Sombras de ditadura no dia da democracia

A proposta de lei sobre cobertura eleitoral é um insulto à democracia nestes 41 anos do 25 de Abril.

Como estamos num país onde as meias-tintas se impõem à clarificação e, sobretudo, ao assumir de responsabilidades, convém dizer, desde já, isto: a proposta de lei que está em discussão na Assembleia da República, com o fito de estabelecer o “regime jurídico da cobertura jornalística em período eleitoral”, é um insulto à democracia e revela um tipo de arrogância cada vez mais comum nos que vão experimentando as rédeas do poder.

É claro que, divulgado o texto (e este fala por si), vieram logo as explicações: que não estava em causa qualquer visto prévio, que o texto é provisório, que há uma reflexão em curso, etc. É difícil dizer o que mais irrita: se a falta de coragem em assumir posições, se a propensão (aliás, também muito em voga) para diluir tudo num mar de vacuidade. Mas vamos ao que importa, à lei propriamente dita. Atente-se no artigo 6.º: "Os órgãos de comunicação social que façam a cobertura eleitoral entregam à comissão mista [que é composta, segundo o mesmo texto, por três pessoas: o presidente da CNE, um vogal da CNE ali eleito por dois terços; e um membro da ERC] (...), antes do início do período de pré-campanha, o seu plano de cobertura dos procedimentos eleitorais, identificando, nomeadamente, o modelo de cobertura das ações [sic] de campanha (...), a realização de entrevistas, de debates (...), de reportagens alargadas, de emissões especiais ou de outros formatos informativos". Isto porquê? Para garantir (art.º 4.º) "o esclarecimento dos eleitores", o "contraditório", o "direito de informar e ser informado", etc. Quanto a "formatos de opinião, de análise política ou de criação jornalística" [sic], não podem exceder (art.º 7.º) o espaço "dedicado à parte noticiosa ou de reportagem". Além de ser "expressamente proibida a inclusão na parte meramente noticiosa ou informativa de comentários ou juízos de valor". Isto quer dizer que, sendo os jornalistas incompetentes e idiotas, três insignes criaturas zelarão para que eles finalmente entrem nos eixos.

Ah, mas não de trata de visto prévio, argumentam os autores. Pois não. Trata-se de uma inqualificável imposição, e sob ameaça. Artigo 13.º, na íntegra: "A empresa proprietária de órgãos de comunicação social que, fazendo a cobertura do período eleitoral, não apresente o plano de cobertura exigido pela presente lei ou que não o cumpra depois de validado pela comissão mista (...) é punida com coima de € 5.000 a € 50.000." Convém sublinhar o "que não apresente", o "não o cumpra" e o "depois de validado". Querem fazer de todos nós parvos? Leiam-se a si próprios antes de falarem, por favor.

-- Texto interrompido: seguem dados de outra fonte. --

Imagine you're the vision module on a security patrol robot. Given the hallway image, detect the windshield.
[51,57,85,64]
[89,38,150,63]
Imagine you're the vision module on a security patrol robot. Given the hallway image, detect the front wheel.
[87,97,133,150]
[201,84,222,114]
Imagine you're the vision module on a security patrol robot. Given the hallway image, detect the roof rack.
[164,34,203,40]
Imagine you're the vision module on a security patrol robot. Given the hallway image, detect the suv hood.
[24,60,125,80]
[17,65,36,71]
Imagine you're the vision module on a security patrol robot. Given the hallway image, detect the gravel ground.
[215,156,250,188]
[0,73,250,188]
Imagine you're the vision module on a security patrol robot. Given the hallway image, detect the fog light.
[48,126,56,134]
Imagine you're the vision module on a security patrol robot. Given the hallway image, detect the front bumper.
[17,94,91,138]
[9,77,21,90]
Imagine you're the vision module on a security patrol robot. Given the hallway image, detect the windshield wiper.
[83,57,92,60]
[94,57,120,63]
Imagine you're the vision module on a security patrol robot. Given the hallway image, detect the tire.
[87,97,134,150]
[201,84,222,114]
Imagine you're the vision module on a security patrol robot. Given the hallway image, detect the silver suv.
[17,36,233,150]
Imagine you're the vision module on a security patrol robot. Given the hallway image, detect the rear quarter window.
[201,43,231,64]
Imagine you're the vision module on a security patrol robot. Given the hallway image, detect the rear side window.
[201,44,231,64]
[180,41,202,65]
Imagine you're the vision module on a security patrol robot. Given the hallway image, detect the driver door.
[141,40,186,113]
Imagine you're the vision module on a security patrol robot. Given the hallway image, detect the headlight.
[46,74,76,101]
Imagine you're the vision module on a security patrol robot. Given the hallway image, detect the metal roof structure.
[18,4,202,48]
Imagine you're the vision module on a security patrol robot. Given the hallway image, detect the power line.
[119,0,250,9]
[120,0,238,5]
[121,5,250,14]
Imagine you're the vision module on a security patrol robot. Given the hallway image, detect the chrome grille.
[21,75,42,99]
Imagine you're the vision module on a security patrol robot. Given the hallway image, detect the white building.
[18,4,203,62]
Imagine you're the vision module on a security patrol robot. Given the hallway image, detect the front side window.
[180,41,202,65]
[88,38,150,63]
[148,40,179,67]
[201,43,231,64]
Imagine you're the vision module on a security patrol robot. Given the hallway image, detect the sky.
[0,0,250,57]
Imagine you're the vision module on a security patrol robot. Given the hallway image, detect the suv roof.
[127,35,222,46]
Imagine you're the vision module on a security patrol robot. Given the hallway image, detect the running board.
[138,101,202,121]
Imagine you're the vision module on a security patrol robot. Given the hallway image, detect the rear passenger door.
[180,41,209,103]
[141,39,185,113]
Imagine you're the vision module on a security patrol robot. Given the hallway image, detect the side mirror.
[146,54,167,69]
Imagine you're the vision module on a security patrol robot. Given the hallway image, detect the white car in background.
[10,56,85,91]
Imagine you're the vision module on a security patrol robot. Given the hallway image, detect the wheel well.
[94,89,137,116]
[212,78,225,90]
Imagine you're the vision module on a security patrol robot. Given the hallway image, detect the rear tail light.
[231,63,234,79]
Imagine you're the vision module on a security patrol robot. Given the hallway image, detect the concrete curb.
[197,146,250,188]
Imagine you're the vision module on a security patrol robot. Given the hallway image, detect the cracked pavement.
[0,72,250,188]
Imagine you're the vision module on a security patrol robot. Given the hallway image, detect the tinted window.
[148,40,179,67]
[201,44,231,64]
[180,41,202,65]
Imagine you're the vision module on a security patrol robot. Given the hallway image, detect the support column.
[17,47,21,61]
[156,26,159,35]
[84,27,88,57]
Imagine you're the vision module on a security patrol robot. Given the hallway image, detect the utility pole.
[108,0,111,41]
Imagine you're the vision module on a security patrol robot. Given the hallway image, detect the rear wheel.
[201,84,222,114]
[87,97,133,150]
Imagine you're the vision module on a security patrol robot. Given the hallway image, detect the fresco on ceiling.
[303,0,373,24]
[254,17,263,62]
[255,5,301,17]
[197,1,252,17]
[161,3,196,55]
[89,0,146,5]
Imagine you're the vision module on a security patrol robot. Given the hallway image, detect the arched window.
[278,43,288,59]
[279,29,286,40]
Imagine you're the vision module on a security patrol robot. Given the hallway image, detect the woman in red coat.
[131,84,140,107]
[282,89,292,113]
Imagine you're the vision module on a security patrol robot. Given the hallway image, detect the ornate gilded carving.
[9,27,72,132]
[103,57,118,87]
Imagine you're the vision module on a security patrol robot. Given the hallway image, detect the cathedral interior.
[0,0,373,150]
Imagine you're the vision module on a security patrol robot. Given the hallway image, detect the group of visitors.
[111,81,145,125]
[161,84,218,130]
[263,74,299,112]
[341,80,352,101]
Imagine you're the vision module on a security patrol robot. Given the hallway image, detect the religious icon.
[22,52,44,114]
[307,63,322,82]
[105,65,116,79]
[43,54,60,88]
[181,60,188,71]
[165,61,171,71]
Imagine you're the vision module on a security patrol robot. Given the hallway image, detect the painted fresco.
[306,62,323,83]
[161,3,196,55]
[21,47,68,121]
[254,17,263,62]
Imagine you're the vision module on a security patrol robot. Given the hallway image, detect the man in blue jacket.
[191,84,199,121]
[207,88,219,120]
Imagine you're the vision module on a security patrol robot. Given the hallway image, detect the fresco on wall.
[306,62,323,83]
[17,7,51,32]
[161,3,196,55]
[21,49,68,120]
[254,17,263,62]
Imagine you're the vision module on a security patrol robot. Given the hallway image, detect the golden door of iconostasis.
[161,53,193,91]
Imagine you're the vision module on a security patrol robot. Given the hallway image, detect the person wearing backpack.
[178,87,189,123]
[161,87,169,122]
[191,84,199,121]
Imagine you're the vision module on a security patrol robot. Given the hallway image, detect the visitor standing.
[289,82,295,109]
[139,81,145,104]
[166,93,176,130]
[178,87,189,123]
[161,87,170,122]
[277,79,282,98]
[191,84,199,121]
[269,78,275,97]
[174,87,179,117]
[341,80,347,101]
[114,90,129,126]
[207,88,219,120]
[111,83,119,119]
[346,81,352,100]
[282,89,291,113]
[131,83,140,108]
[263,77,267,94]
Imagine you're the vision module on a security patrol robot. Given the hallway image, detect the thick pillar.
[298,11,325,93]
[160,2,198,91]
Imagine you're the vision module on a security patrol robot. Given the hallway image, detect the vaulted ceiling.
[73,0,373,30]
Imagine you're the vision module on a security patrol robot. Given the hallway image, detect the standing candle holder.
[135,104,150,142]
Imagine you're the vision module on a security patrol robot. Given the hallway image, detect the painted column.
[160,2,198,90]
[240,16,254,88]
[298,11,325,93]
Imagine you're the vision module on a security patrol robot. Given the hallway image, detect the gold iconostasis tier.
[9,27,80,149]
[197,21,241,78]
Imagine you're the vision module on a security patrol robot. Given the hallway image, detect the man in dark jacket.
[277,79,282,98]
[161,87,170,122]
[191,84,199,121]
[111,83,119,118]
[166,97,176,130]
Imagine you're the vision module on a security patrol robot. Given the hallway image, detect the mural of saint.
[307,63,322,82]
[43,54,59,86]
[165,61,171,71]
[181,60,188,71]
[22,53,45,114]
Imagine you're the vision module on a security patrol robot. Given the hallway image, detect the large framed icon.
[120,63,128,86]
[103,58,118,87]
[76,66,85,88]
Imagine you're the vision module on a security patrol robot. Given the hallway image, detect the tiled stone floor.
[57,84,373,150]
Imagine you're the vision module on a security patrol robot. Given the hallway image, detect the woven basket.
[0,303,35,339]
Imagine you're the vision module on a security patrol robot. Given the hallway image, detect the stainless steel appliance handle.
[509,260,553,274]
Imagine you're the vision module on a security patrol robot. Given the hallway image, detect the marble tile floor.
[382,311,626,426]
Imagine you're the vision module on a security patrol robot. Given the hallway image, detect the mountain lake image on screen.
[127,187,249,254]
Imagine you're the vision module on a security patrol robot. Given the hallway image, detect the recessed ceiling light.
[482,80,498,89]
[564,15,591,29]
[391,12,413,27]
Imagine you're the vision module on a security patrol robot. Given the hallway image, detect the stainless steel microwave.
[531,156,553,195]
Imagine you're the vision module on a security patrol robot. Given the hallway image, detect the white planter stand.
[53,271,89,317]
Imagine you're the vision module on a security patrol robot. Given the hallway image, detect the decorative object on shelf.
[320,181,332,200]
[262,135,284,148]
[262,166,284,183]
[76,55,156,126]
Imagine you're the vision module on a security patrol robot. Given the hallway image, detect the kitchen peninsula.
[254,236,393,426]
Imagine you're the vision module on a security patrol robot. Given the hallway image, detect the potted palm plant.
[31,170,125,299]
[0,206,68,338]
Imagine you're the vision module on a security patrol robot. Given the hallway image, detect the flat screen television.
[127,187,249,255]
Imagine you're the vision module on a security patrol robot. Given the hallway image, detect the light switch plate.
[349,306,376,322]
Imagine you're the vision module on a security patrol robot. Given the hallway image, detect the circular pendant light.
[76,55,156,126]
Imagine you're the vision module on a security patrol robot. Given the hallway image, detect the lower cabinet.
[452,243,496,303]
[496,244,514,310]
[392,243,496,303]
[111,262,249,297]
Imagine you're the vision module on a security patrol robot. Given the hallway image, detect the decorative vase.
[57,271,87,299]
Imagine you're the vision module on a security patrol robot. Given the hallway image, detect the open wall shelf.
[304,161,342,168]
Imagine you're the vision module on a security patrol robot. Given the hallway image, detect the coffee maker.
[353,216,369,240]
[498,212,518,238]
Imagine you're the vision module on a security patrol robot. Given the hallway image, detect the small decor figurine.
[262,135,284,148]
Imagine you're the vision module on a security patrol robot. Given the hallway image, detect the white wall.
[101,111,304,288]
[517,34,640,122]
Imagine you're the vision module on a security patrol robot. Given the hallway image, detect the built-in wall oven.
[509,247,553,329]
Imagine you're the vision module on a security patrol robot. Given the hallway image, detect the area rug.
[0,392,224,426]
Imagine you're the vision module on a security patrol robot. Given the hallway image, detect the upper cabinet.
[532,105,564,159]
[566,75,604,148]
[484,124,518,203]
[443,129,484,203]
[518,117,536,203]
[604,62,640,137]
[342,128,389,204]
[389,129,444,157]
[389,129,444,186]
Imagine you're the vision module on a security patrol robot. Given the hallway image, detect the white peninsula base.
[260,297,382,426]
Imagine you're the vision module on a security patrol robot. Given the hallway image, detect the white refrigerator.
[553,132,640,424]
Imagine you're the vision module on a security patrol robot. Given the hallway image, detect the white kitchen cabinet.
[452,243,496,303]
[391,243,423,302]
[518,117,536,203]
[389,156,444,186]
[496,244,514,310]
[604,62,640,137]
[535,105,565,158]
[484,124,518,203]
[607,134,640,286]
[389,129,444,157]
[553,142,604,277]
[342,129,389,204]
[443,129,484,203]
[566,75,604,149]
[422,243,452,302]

Pormenor caricato: os senhores deputados podiam ter tido a gentileza de perceber que, por mais que quisesse (e nós, obviamente, não queremos), nenhum jornal do mundo conseguiria apresentar um plano de cobertura "antes do início da pré-campanha", pois esta começa no "dia seguinte ao termo do prazo para apresentação de candidaturas". Ou seja: os planos seriam feitos sem se conhecer a totalidade dos candidatos, o que se já é absurdo em eleições legislativas seria uma idiotice inominável em caso de autárquicas.

Por isso, senhores: cumpram o vosso papel que nós cumpriremos o nosso. Os leitores do PÚBLICO terão, da nossa parte, aquilo a que sempre os habituámos: os instrumentos informativos necessários para poderem votar em plena consciência. Esta lei ditatorial, pela enormidade que configura, só pode estar condenada ao fracasso.